Zeitungsbericht

Gröhe legt Plan gegen multiresistente Keime vor

23.03.2015, 12:15 Uhr

Minister Gröhe will gegen Klinikkeime aktiv werden (Foto: Bundesregierung/Steffen Kugler)

Minister Gröhe will gegen Klinikkeime aktiv werden (Foto: Bundesregierung/Steffen Kugler)


Berlin - Bundesgesundheitsminister Hermann Gröhe (CDU) will nach einem Bericht der „Süddeutschen Zeitung“ (SZ) mit einem Zehn-Punkte-Plan gegen die wachsende Gefährdung von Patienten durch multiresistente Krankenhaus-Keime vorgehen. Denn: Nach Einschätzung seines Ministeriums sterben hierzulande jährlich zwischen 12.000 und 15.000 Menschen in Kliniken, weil sie sich mit einem solchen Keim infizieren.

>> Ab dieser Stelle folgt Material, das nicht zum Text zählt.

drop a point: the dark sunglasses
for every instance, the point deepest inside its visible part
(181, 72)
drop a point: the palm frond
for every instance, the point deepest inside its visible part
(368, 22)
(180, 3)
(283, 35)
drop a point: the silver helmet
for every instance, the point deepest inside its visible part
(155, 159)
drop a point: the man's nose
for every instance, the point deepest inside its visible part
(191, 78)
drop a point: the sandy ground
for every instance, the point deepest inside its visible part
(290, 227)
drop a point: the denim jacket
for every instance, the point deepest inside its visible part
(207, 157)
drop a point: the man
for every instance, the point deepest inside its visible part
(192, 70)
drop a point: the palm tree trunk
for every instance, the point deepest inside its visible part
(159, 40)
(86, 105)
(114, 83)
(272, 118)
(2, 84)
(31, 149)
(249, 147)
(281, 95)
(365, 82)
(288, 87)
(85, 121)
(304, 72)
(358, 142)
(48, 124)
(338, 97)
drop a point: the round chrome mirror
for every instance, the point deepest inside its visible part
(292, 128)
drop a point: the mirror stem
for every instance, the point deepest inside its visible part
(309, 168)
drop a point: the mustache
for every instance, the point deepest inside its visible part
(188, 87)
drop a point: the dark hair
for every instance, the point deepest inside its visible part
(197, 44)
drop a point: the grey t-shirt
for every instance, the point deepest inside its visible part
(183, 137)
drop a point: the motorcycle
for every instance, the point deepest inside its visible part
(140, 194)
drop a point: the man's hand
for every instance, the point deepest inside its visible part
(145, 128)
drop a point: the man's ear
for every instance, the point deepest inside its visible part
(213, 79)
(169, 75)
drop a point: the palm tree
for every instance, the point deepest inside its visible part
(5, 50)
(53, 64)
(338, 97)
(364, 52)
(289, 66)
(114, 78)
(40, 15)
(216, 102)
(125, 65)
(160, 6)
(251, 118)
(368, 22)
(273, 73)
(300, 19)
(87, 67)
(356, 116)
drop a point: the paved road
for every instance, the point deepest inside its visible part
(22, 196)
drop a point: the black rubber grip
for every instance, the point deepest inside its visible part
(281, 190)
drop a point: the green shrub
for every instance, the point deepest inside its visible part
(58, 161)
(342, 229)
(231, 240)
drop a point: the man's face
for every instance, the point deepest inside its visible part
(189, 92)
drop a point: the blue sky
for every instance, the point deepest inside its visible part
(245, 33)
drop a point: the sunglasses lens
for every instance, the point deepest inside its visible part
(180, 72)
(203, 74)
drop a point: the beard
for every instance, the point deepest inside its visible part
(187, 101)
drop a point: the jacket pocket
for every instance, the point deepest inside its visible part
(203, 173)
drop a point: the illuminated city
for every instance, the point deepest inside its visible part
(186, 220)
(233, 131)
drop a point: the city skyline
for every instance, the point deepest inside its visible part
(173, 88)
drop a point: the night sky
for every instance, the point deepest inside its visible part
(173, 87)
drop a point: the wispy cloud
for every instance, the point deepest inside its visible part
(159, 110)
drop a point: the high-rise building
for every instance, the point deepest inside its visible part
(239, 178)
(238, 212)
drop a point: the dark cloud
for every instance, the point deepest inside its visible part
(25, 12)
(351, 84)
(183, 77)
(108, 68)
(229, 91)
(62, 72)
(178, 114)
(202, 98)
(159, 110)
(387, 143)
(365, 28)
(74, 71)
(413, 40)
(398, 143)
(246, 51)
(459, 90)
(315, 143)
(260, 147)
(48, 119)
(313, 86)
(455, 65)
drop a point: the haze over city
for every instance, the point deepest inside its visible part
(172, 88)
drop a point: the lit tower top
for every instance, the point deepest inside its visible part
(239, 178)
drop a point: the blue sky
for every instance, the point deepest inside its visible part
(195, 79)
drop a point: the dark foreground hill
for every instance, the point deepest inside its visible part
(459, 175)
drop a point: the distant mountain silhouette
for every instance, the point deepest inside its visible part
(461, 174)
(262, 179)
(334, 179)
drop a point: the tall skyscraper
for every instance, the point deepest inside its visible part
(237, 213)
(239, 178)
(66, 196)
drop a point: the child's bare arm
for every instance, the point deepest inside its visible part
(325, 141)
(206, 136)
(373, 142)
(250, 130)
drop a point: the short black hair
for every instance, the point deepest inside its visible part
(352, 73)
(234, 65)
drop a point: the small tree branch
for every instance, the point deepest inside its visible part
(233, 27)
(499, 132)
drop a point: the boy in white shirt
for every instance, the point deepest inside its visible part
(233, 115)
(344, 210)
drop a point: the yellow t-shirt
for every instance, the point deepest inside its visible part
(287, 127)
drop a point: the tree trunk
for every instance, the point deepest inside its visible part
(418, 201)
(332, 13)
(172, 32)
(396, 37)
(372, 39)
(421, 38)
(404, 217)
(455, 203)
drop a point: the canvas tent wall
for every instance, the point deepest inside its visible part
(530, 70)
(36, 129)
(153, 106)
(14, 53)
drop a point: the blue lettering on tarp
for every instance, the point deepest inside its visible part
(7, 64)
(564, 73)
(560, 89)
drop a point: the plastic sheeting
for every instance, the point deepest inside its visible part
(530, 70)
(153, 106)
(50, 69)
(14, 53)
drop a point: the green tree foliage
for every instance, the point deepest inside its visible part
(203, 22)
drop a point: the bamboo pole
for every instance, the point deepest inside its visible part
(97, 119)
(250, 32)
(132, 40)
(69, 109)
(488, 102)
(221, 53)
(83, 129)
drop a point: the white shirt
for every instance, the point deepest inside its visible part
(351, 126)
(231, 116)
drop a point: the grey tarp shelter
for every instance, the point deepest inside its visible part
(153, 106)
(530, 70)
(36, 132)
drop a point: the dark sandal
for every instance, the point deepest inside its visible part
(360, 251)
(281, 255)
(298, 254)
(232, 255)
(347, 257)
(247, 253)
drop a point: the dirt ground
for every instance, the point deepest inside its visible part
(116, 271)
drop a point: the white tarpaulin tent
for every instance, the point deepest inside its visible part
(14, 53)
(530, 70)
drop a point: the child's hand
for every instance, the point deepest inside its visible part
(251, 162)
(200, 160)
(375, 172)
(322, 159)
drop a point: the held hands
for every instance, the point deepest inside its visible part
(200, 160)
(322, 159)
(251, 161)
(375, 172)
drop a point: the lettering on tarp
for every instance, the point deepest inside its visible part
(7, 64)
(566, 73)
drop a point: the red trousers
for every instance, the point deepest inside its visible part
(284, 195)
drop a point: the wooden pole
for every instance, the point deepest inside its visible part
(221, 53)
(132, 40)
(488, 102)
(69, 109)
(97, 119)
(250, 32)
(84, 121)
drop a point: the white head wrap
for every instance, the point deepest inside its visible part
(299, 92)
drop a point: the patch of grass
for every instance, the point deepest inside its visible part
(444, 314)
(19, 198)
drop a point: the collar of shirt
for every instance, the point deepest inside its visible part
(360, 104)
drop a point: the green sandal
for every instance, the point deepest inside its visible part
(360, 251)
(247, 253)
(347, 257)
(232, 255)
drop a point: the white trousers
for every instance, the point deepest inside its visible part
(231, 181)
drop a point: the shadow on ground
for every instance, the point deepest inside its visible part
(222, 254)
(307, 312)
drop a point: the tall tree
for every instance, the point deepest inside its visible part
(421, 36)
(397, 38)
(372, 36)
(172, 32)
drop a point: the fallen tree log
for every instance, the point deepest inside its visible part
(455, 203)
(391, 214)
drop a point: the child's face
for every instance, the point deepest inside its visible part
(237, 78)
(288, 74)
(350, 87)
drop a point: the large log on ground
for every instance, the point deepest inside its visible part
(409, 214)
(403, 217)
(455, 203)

Und Experten gehen davon aus, dass sich das Problem noch verschärfen wird – die Zeit drängt daher.

Die Themen Hygiene, Qualitätssicherung und Transparenz würden noch immer nicht mit der nötigen Priorität angegangen, wenn es um Infektionen gehe, die durch eine Behandlung in den Kliniken ausgelöst werden, heißt es in dem Papier, aus dem die SZ zitiert. Künftig, so plant das Bundesgesundheitsministerium, soll das Robert-Koch-Institut (RKI) stärker in die Kontrolle der Kliniken einbezogen werden. Zudem soll weiter untersucht und geprüft werden, ob die Patienten vor planbaren Krankenhausaufenthalten nicht einem verpflichtenden Test auf multiresistente Keime unterzogen werden müssten. Auch die Meldepflichten beim Auftreten von besonders gefährlichen Keimen sollen verschärft werden. So gewönnen die Gesundheitsämter und das RKI wertvolle Zeit zum Handeln.

Darüber hinaus will Gröhe dafür sorgen, dass die Patienten sich einfacher und schneller über die Keim-Lage am Krankenhaus ihrer Wahl erkundigen können. Deshalb sollen die Kliniken verpflichtet werden, regelmäßig Informationen über die Hygienestandards im Haus zu veröffentlichen. Und das in einer Sprache, die von den Patienten auch verstanden wird. Da sich die resistenten Erreger weltweit verbreiteten, müssten sie auch weltweit bekämpft werden, heißt es weiter. Deutschland werde sich des Themas im Rahmen seiner Präsidentschaft im Klub der sieben wichtigsten Industrienationen (G7) annehmen. Dabei gehe es auch darum, Instrumente zur Entwicklung neuer Antibiotika, diagnostische Tests und alternative Behandlungen international voranzubringen.